In /spring/applicationContext-security.xml :

 <?xml version="1.0" encoding="UTF-8"?> <beans:beans xmlns="http://www.springframework.org/schema/security" xmlns:beans="http://www.springframework.org/schema/beans" xmlns:xsi="http://www.w3.org/2001/XMLSchema-instance" xsi:schemaLocation="http://www.springframework.org/schema/beans http://www.springframework.org/schema/beans/spring-beans-3.1.xsd http://www.springframework.org/schema/security http://www.springframework.org/schema/security/spring-security-3.1.xsd"> <!-- HTTP security configurations --> <http auto-config="true" use-expressions="true"> <form-login login-processing-url="/resources/j_spring_security_check" login-page="/login" authentication-failure-url="/login?login_error=t" /> <logout logout-url="/resources/j_spring_security_logout" /> <!-- Configure these elements to secure URIs in your application --> <intercept-url pattern="/choices/**" access="hasRole('ROLE_ADMIN')" /> <intercept-url pattern="/member/**" access="isAuthenticated()" /> <intercept-url pattern="/resources/**" access="permitAll" /> <intercept-url pattern="/*.html" access="hasRole('ROLE_ADMIN')" /> </http> <!-- Configure Authentication mechanism --> <authentication-manager alias="authenticationManager"> <authentication-provider> <user-service> <user name="admin" password="admin" authorities="ROLE_ADMIN" /> <user name="user" password="user" authorities="ROLE_USER" /> </user-service> </authentication-provider> </authentication-manager> </beans:beans> 

First I tried adding <global-method-security mode="aspectj" secured-annotations="enabled" pre-post-annotations="enabled"/> to /spring/applicationContext-security.xml , but it didn’t work. Then, perhaps, the controller is not in the same context of the security context, so I add to /spring/webmvc-config.xml , which started with DispatcherServlet, did not work.

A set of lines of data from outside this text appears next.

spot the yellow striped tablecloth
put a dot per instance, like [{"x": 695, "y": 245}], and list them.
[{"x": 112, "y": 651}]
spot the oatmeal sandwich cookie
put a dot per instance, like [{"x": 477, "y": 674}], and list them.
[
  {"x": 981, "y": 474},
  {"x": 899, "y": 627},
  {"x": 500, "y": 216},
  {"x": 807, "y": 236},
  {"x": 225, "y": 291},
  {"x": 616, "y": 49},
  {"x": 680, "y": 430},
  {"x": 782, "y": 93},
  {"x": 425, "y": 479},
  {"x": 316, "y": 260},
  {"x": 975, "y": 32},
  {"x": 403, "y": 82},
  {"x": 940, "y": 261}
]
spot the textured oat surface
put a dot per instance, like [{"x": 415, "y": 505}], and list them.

I also added applicationContext.xml to the other default, it didn't work either. I do not know how to configure <global-method-security> , which can make the method security work. It seems that I use only one context, am I missing something? I hope that there is enough information to make this problem clear.

PS: The generated URL method works very well: <intercept-url pattern="/*.html" access="hasRole('ROLE_ADMIN')" /> .

Added: According to comments of @LukeTaylor: I added <global-method-security> to webmvc-config.xml and removed mode="aspectj" , it works, and I did some experiments, there are still some questions:

1) It works, but only for ArticleController.java, the @Secure tag in ArticleController_Roo_Controller.aj still doesn’t work, is it something that is related to “swinging”? 2) Can you explain to me why mode=aspectj do it here?